Posner suggests that there have been several stages in the intellectual history of Jurisprudence:



  1. The Greeks:
    1. Antigone (Posner at 9) As Posner says, the legal/moral issue in the play is whether Poynices, who died in traitorous attack on the city, should get an honorable burial or suffer a traitor's burial, thought to have horrible consequences in the afterlife.
    2. Creon, the leader of the city, represents "civic and instrumental reasoning" -- he believes it is important to deter treason by making punishment horrible.
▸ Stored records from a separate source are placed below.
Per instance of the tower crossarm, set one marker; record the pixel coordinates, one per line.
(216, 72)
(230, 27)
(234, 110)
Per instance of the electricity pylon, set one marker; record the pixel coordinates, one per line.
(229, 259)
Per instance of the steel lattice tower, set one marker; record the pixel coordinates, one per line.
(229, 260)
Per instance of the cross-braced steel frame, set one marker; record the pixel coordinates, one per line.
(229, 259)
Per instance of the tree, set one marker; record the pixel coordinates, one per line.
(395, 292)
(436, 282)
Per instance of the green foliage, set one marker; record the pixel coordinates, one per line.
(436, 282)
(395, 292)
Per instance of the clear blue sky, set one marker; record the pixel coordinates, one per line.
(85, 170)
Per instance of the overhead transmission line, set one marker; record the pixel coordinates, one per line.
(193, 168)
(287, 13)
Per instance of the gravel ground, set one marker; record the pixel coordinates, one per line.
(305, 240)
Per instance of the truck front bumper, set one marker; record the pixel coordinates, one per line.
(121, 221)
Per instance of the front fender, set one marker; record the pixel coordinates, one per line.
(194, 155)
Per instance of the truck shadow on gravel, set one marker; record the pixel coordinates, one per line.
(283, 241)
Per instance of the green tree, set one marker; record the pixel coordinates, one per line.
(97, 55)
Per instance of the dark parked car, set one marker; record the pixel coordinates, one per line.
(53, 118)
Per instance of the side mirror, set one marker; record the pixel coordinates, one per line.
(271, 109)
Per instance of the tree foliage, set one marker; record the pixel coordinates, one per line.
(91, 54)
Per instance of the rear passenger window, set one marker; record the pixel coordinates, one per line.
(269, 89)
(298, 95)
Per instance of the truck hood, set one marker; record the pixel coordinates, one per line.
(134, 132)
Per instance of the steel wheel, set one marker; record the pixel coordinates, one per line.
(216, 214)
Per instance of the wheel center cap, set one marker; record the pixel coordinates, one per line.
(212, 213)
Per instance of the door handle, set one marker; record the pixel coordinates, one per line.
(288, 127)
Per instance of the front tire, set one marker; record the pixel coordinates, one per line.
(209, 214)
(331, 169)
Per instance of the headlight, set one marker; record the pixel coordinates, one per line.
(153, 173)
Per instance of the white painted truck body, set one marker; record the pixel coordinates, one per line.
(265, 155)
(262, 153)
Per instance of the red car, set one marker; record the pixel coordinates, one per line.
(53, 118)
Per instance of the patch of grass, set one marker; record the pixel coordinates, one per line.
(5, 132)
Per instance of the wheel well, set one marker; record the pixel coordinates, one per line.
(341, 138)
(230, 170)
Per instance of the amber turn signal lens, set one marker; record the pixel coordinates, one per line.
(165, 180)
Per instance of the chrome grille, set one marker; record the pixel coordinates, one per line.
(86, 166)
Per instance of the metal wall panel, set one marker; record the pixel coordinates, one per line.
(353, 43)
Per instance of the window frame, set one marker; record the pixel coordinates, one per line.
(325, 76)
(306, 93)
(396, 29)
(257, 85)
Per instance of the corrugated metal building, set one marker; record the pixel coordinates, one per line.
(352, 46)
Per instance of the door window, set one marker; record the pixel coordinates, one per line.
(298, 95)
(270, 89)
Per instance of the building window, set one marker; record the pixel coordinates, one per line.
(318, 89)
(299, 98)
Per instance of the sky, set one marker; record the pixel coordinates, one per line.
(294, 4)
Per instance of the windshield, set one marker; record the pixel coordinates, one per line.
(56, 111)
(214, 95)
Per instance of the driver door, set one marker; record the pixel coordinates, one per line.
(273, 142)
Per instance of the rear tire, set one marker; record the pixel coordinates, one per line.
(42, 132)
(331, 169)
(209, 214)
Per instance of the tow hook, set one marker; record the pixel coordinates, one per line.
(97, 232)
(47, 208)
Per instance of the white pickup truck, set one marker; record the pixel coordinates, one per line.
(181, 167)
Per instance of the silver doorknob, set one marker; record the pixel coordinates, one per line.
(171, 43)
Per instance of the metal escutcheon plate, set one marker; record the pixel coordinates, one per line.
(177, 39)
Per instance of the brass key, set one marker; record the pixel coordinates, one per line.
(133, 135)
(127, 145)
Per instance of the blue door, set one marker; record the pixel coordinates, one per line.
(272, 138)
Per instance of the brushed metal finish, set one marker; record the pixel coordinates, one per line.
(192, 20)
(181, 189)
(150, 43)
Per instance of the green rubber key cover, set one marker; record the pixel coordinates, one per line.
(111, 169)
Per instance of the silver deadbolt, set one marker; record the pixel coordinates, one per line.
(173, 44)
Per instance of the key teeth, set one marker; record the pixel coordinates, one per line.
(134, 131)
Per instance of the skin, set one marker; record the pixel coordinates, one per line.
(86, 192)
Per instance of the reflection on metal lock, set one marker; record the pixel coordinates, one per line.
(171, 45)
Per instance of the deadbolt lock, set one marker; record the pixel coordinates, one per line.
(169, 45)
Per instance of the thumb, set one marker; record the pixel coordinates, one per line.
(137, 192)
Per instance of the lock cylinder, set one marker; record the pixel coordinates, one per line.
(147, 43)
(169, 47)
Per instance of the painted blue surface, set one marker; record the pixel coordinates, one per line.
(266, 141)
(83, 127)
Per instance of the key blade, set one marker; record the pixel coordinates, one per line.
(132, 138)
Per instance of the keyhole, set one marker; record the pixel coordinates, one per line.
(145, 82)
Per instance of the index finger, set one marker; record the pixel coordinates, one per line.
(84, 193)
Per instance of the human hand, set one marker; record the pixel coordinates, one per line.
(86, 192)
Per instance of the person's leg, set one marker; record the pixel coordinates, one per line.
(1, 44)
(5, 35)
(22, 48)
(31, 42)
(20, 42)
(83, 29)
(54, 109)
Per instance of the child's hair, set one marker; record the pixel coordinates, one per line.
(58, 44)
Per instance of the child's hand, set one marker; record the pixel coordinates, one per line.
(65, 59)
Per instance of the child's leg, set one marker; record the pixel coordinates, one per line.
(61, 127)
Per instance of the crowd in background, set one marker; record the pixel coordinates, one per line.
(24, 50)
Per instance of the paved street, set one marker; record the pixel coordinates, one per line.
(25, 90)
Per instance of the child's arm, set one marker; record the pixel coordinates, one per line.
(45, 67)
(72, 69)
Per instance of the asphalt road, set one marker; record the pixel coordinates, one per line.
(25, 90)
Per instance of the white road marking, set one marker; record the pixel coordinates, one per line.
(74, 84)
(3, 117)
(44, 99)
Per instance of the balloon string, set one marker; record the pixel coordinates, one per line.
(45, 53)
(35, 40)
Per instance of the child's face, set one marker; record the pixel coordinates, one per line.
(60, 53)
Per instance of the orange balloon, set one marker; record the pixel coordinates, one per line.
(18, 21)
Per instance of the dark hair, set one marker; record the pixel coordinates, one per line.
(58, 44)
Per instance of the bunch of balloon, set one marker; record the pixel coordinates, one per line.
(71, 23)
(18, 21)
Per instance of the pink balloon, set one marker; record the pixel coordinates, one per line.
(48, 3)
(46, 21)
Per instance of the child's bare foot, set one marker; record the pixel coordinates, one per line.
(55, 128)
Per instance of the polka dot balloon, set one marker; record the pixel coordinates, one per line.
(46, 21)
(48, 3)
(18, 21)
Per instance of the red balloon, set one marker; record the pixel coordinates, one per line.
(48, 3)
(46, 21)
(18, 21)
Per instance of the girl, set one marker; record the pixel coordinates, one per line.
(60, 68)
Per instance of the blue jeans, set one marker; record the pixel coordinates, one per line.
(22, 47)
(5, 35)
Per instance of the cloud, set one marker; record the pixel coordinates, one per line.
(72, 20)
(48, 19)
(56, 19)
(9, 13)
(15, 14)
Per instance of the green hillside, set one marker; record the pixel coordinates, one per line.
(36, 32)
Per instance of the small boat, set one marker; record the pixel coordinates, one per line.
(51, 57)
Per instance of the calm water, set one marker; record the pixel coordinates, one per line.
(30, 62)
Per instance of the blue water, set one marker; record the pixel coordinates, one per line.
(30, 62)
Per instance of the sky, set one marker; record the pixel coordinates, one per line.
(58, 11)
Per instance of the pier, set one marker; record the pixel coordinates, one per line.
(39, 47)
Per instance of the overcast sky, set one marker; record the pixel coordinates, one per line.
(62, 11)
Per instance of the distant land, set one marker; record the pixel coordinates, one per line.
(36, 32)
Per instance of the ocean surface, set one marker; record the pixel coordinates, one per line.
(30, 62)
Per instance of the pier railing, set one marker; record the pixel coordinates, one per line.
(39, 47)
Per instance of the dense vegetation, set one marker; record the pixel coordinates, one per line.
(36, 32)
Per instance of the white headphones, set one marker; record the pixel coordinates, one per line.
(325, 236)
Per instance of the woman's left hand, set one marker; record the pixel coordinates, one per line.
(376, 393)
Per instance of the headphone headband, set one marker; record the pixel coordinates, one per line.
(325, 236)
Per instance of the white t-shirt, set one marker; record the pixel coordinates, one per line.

Antigone represents the polar view that: "law must conform to dictates of nature [gods]" -- a family must bury its own no matter what.
      1. Note the close (but not inevitable?) link between natural law theories and religious ones. Nature need not be a divinity (it can be a Force, ie. "science"), but natural law theories fit neatly with divinity (e.g. Aquinas).
      2. Note also a view not mentioned by Posner, but championed by Hegel: both Creon and Antigone are "right" -- that is the essence of tragedy. Query: is this particular type of Hegelianism a fertile view for a theory of law? What would Fuller say?
    3. Thrasymachus [Thra sim ma' kus] represents positivism, the view that law is that no more or less than that whic is commanded by those with political will -- or rather, as Posner somewhat dubiously interpolates Thrasymachus's position, the law is that duly commanded by those with legitimate right to command it.
    4. Socrates to Posner represents the view that law is an ideal and at least partially discoverable form -- a brooding omnipresence in the sky. [One might ask how this really differs from Antigone's view?].
  2. Bentham
    1. Bentham revived the issue of objectivity with his attack on the natural law underpinnings of Blackstone (rights are "nonsense on stilts")
  3. Legal Formalism (e.g. Langdell);
    1. Growing problem of, "Where does the common law come from?" is answered by Langdellism
      1. Platonic idea of forms of law existing out there regains popularlity.
      2. This dovetails with the growth of the scientific idea of law as discoverable by studying cases (data).
      3. The issue of law's legitimacy remains unresolved.
  4. Holmes and legal realism
    1. Holmes (anti-formalism).
      1. Law is not a science
      2. Law changes over time
      3. Law derives from life: "the life of the law has not been logic, it has been experience".
      4. IE: Law is the pragmatic application of force deployed for concrete political reasons.
        1. This includes popular prejudice
        2. This changes over time, with fashions ("the Constitution does not enact Mr. Herbert Spencer's social statistics")
        3. The judge's job is to shape the law to conform to -- or anticipate -- politically dominant community desires.
    2. Posner's take on Legal realism. Posner denies that the judge's job is to do what Holmes says they do, but argues that judges act as if they agreed with Holmes.
  5. H.L.A. Hart, and Positivism
    1. Posner argues that H.L.A. Hart = Thrasymachus in Oxford clothing
    2. I will argue that there is a little more to Hart than that.
  6. The Legal Process school.
  7. Dworkin
    1. The judge is like a legislator, but isn't a legislator, and relies on "principles" to guide "discretionary: decisions on those occasions where it is right to use "discretion" at all.
      1. Principles sometimes conflict [Hegel on tragedy? Fuller on love? Neither: see below]
      2. Each case has a uniquely right answer [there is no tragedy; there is lexical order]
      3. Hence there is no such thing as true judicial discretion in the sense of a free choice -- just people (judges) searching for right answers.
        1. [Does it follow that a judge who thinks there is discretion is a bad judge?]
        2. Problem: by defining principles to include all moral sentiments held by judges, have we defined the problem of discretion away?